Barkcloth Odyssey

Barkcloth: One of the Oldest Fibers in Human's Clothing History

Long before cotton threads arrived in Central Sulawesi, the people used to wear barkcloth as their daily clothes. It was made from the tree bark of certain kind of plants, including paper mulberry (broussonetia papyrifera), ficus, and breadfruit (artocarpus altilis) among other species.

In this region, barkcloth has always been an integral part in the lives of the people, particularly in the four main valleys encircle the mountainous range which is now called the Lore Lindu National Park – Bada, Besoa, Napu and Kulawi valleys.

Slowly the use of barkcloth had become a rarity, replaced by cotton and synthetic fabrics mainly due to practicality and economy consideration, which began around the arrival time of colonialism, foreign traders, and religious missionaries in Central Sulawesi in early 19th century.

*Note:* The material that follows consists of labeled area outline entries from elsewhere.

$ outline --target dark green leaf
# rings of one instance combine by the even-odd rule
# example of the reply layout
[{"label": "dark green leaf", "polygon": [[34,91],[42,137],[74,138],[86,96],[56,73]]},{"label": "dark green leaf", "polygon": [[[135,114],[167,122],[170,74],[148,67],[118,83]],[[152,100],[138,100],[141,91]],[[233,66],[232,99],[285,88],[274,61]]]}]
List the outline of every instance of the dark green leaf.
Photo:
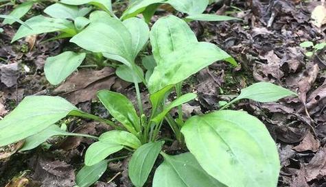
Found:
[{"label": "dark green leaf", "polygon": [[108,167],[108,161],[102,160],[91,166],[84,166],[76,175],[75,182],[78,187],[89,187],[97,182]]},{"label": "dark green leaf", "polygon": [[149,142],[143,145],[132,154],[128,172],[129,177],[136,187],[142,187],[146,182],[163,144],[164,142]]},{"label": "dark green leaf", "polygon": [[0,147],[39,133],[78,109],[59,97],[26,97],[0,121]]},{"label": "dark green leaf", "polygon": [[53,85],[64,81],[82,64],[86,53],[65,51],[58,55],[47,58],[44,73],[47,79]]},{"label": "dark green leaf", "polygon": [[214,112],[189,119],[181,132],[200,166],[227,186],[277,186],[277,149],[255,117],[242,111]]},{"label": "dark green leaf", "polygon": [[208,175],[191,153],[162,155],[164,162],[155,171],[153,187],[226,187]]},{"label": "dark green leaf", "polygon": [[140,131],[140,120],[132,103],[126,96],[109,90],[97,92],[100,101],[110,114],[134,135]]}]

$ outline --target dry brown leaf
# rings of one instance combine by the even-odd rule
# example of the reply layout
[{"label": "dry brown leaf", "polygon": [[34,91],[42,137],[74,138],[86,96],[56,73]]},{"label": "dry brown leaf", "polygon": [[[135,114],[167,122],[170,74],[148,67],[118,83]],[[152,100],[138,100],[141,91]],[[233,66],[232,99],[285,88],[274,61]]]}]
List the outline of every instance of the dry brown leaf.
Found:
[{"label": "dry brown leaf", "polygon": [[316,140],[310,132],[308,132],[305,138],[297,146],[292,149],[298,152],[312,151],[316,152],[319,149],[321,143]]}]

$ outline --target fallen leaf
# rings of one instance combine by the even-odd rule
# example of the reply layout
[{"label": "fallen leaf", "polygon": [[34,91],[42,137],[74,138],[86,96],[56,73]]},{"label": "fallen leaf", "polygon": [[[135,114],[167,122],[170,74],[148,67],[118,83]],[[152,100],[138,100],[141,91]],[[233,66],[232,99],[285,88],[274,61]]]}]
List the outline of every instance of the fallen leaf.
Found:
[{"label": "fallen leaf", "polygon": [[320,149],[305,166],[305,176],[307,182],[326,179],[326,145]]},{"label": "fallen leaf", "polygon": [[31,164],[34,171],[32,177],[42,183],[40,187],[71,187],[75,185],[74,169],[64,162],[38,157],[34,158]]},{"label": "fallen leaf", "polygon": [[312,151],[316,152],[321,146],[321,143],[316,140],[310,132],[308,132],[305,137],[300,144],[292,149],[298,152]]},{"label": "fallen leaf", "polygon": [[0,79],[8,87],[12,87],[17,84],[18,63],[10,64],[0,64]]},{"label": "fallen leaf", "polygon": [[96,92],[102,89],[110,90],[115,83],[115,70],[104,68],[100,71],[82,69],[69,77],[54,91],[73,104],[90,101],[96,97]]}]

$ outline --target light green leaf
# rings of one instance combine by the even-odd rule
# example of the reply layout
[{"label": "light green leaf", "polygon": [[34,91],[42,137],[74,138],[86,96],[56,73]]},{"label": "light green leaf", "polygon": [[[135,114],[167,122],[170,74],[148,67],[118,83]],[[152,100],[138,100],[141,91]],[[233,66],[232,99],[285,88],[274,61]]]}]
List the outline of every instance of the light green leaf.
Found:
[{"label": "light green leaf", "polygon": [[321,42],[321,43],[316,44],[315,46],[314,46],[314,49],[315,49],[316,50],[321,50],[321,49],[324,49],[324,47],[326,47],[326,42]]},{"label": "light green leaf", "polygon": [[150,5],[162,3],[166,0],[137,0],[133,1],[129,8],[124,12],[121,18],[127,19],[135,17],[144,11]]},{"label": "light green leaf", "polygon": [[314,43],[310,41],[305,41],[300,44],[300,47],[304,47],[304,48],[307,48],[307,47],[310,47],[313,46],[314,46]]},{"label": "light green leaf", "polygon": [[258,102],[272,102],[291,95],[296,94],[270,82],[258,82],[242,89],[234,100],[249,99]]},{"label": "light green leaf", "polygon": [[60,3],[71,5],[81,5],[88,3],[109,12],[112,16],[114,15],[111,0],[61,0]]},{"label": "light green leaf", "polygon": [[85,17],[77,17],[74,21],[75,27],[78,31],[82,30],[87,25],[89,24],[89,19]]},{"label": "light green leaf", "polygon": [[[138,66],[137,66],[137,67],[139,69],[139,71],[142,73],[143,77],[143,69],[141,69],[141,68]],[[141,82],[141,78],[139,77],[139,76],[138,76],[138,75],[137,75],[135,72],[134,72],[130,67],[124,64],[119,66],[117,68],[117,70],[115,71],[115,74],[120,79],[128,82],[132,82],[132,83],[135,82],[134,76],[137,77],[136,79],[138,83]]]},{"label": "light green leaf", "polygon": [[158,63],[148,80],[150,92],[152,94],[167,86],[179,83],[212,63],[229,58],[229,54],[213,44],[189,44]]},{"label": "light green leaf", "polygon": [[209,5],[209,0],[168,0],[165,2],[170,4],[176,10],[188,14],[202,13]]},{"label": "light green leaf", "polygon": [[[32,2],[32,1],[31,2],[23,3],[17,5],[14,9],[14,10],[12,10],[12,12],[10,12],[10,14],[9,14],[9,16],[13,16],[13,17],[14,17],[17,19],[20,19],[25,14],[26,14],[26,13],[27,13],[27,12],[33,6],[33,4],[34,4],[34,2]],[[12,25],[15,21],[15,21],[14,19],[5,18],[5,20],[3,20],[3,22],[2,23],[3,23],[3,25],[5,25],[5,24]]]},{"label": "light green leaf", "polygon": [[96,182],[108,167],[108,160],[102,160],[91,166],[84,166],[76,175],[78,187],[89,187]]},{"label": "light green leaf", "polygon": [[142,19],[131,18],[122,22],[131,34],[131,45],[133,51],[132,56],[137,56],[150,38],[150,28]]},{"label": "light green leaf", "polygon": [[146,182],[163,144],[164,142],[144,144],[132,154],[128,172],[129,177],[136,187],[142,187]]},{"label": "light green leaf", "polygon": [[185,95],[182,95],[179,98],[176,99],[176,100],[173,101],[171,103],[170,103],[164,110],[156,116],[153,119],[152,121],[155,122],[156,123],[159,123],[161,121],[164,119],[166,114],[170,112],[172,108],[181,105],[183,103],[185,103],[197,97],[196,94],[194,93],[187,93]]},{"label": "light green leaf", "polygon": [[242,111],[214,112],[189,119],[181,132],[200,166],[224,185],[277,186],[277,149],[257,118]]},{"label": "light green leaf", "polygon": [[82,17],[91,12],[91,8],[79,9],[78,6],[62,3],[52,4],[44,10],[44,12],[55,18],[67,18],[74,20]]},{"label": "light green leaf", "polygon": [[115,119],[130,132],[137,134],[141,129],[140,119],[132,103],[126,96],[104,90],[97,92],[97,97]]},{"label": "light green leaf", "polygon": [[47,79],[53,85],[64,81],[82,64],[86,53],[65,51],[58,55],[47,58],[44,73]]},{"label": "light green leaf", "polygon": [[74,110],[78,109],[60,97],[26,97],[0,121],[0,147],[39,133]]},{"label": "light green leaf", "polygon": [[25,22],[32,29],[21,26],[12,38],[12,42],[23,37],[42,33],[62,32],[75,34],[73,23],[66,19],[52,18],[42,15],[32,17]]},{"label": "light green leaf", "polygon": [[92,52],[103,53],[128,66],[135,60],[131,34],[122,22],[114,18],[95,22],[91,20],[89,26],[70,41]]},{"label": "light green leaf", "polygon": [[165,56],[198,42],[187,23],[174,16],[163,17],[155,22],[150,37],[154,58],[158,64]]},{"label": "light green leaf", "polygon": [[164,162],[155,171],[153,187],[226,187],[209,176],[191,153],[161,154]]},{"label": "light green leaf", "polygon": [[196,20],[196,21],[224,21],[230,20],[241,20],[237,18],[220,16],[216,14],[191,14],[186,17],[187,19]]},{"label": "light green leaf", "polygon": [[99,140],[103,142],[108,142],[110,143],[128,146],[135,149],[141,145],[141,142],[137,136],[125,131],[109,131],[102,134],[100,136]]},{"label": "light green leaf", "polygon": [[60,127],[56,125],[51,125],[45,130],[32,135],[25,140],[23,147],[19,149],[19,151],[25,151],[33,149],[42,143],[45,142],[49,138],[54,136],[84,136],[88,138],[96,138],[87,134],[81,134],[76,133],[67,132],[62,130]]},{"label": "light green leaf", "polygon": [[91,166],[124,148],[123,145],[109,142],[96,142],[91,145],[85,153],[85,165]]}]

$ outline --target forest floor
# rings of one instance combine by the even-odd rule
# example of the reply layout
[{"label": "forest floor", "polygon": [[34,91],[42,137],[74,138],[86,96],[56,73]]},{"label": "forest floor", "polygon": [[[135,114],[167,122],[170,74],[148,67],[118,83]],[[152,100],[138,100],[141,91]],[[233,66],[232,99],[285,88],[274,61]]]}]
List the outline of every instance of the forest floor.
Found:
[{"label": "forest floor", "polygon": [[[219,101],[229,101],[241,88],[257,82],[270,82],[296,92],[299,97],[296,99],[268,103],[245,100],[232,107],[259,118],[277,142],[281,163],[278,186],[326,186],[326,53],[321,50],[308,58],[299,46],[304,41],[325,41],[325,27],[315,25],[311,19],[312,12],[321,2],[225,1],[211,4],[207,12],[242,21],[194,21],[190,25],[199,40],[216,44],[240,66],[233,68],[216,62],[185,82],[183,89],[196,92],[198,98],[183,105],[184,112],[189,116],[218,109]],[[42,5],[34,5],[23,20],[43,9]],[[2,7],[0,14],[12,10],[12,6]],[[164,11],[157,12],[154,19],[167,14]],[[0,26],[4,30],[0,33],[0,116],[8,114],[27,95],[60,95],[82,110],[103,117],[108,114],[95,99],[98,90],[117,91],[136,102],[133,86],[117,78],[110,67],[80,68],[60,86],[51,86],[43,72],[46,58],[73,46],[67,40],[43,42],[53,34],[11,44],[19,25]],[[146,90],[141,88],[146,98]],[[148,102],[145,101],[145,104],[148,105]],[[91,121],[69,118],[64,121],[69,123],[69,131],[75,132],[98,136],[109,130],[105,125]],[[170,133],[168,126],[161,133]],[[31,151],[0,160],[0,186],[11,179],[12,184],[6,186],[39,186],[40,182],[48,184],[43,186],[72,186],[75,171],[82,166],[84,151],[91,142],[84,138],[56,138]],[[12,154],[19,147],[14,145],[2,152],[0,148],[0,158]],[[165,149],[177,151],[180,147],[172,144]],[[110,163],[100,179],[102,182],[94,186],[132,186],[126,171],[128,161]],[[19,182],[25,186],[18,186]]]}]

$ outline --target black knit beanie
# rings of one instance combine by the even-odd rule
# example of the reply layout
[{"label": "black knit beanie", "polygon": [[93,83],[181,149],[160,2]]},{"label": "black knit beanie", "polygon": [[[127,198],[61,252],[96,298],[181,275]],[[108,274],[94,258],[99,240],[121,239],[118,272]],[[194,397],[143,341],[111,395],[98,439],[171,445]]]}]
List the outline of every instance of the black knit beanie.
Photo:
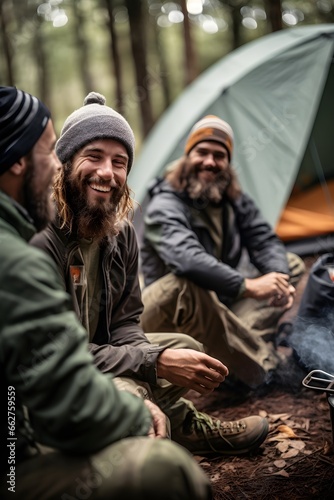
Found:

Since 2015, we've been walking with barkcloth artisans of the Bada Valley. Started with 2 individual artisans, we have now worked with 20+ barkcloth artisans in 4 villages. Progressing one step at a time, we are glad to have some youths joined in, working together to revive, sustain, and celebrate this ancestral heritage of Ranta, what barkcloth is called in Bada Valley.


How We Made Our Barkcloth

There were at least 18 species of plants historically recorded as barkcloth materials. We mainly work with Béa (paper mulberry / broussonetia papyrifera), followed by five other species seasonally, Nunu (ficus), Malo, Hohawa, Tepulu, and Kalekau. Paper mulberry being the main role for their cultural significance and ecological values, which includes the ability to grow and regenerate, and how beneficial they are for the land.

Our paper mulberry trees are planted, nurtured, and ethically-harvested by Topobéa (barkcloth artisans) in their own garden and orchards in Bada Valley. This eases them to access the raw materials when they need some to make the Béa barkcloth, which usually takes place at their home or wooden hut in the rice field.

Here's the flow of Ranta Béa (paper mulberry barkcloth) making process.

The process of some special-intended barkcloth, such as for wedding attires, are even more intricate as they require specific method of traditional natural dyeing and hand-painting process.


How We Made Our Barkcloth Bags and Accessories

Our barkcloth products are designed using the "mindful-creation-follow-materials" approach, with inspirations gathered from the wholeness of womanhood, the exquisite Indonesian arts and crafts, as well as daily life's particles that we called sprinkles of magic instead of mundane.

In our studio in Ubud, Bali, some of the barkcloth are naturally-dyed with plants and earth pigments.

In assembling the barkcloth, we make the most efficient cuttings and zero-waste patterns, respecting the elaborate process of the barkcloth itself, as much as striving for sustainable design and responsible production.

From prototype to final result, we work our best and keep doing improvements to create authentic, impactful heartmade goods and wearable poetry, before they land gracefully in your hands.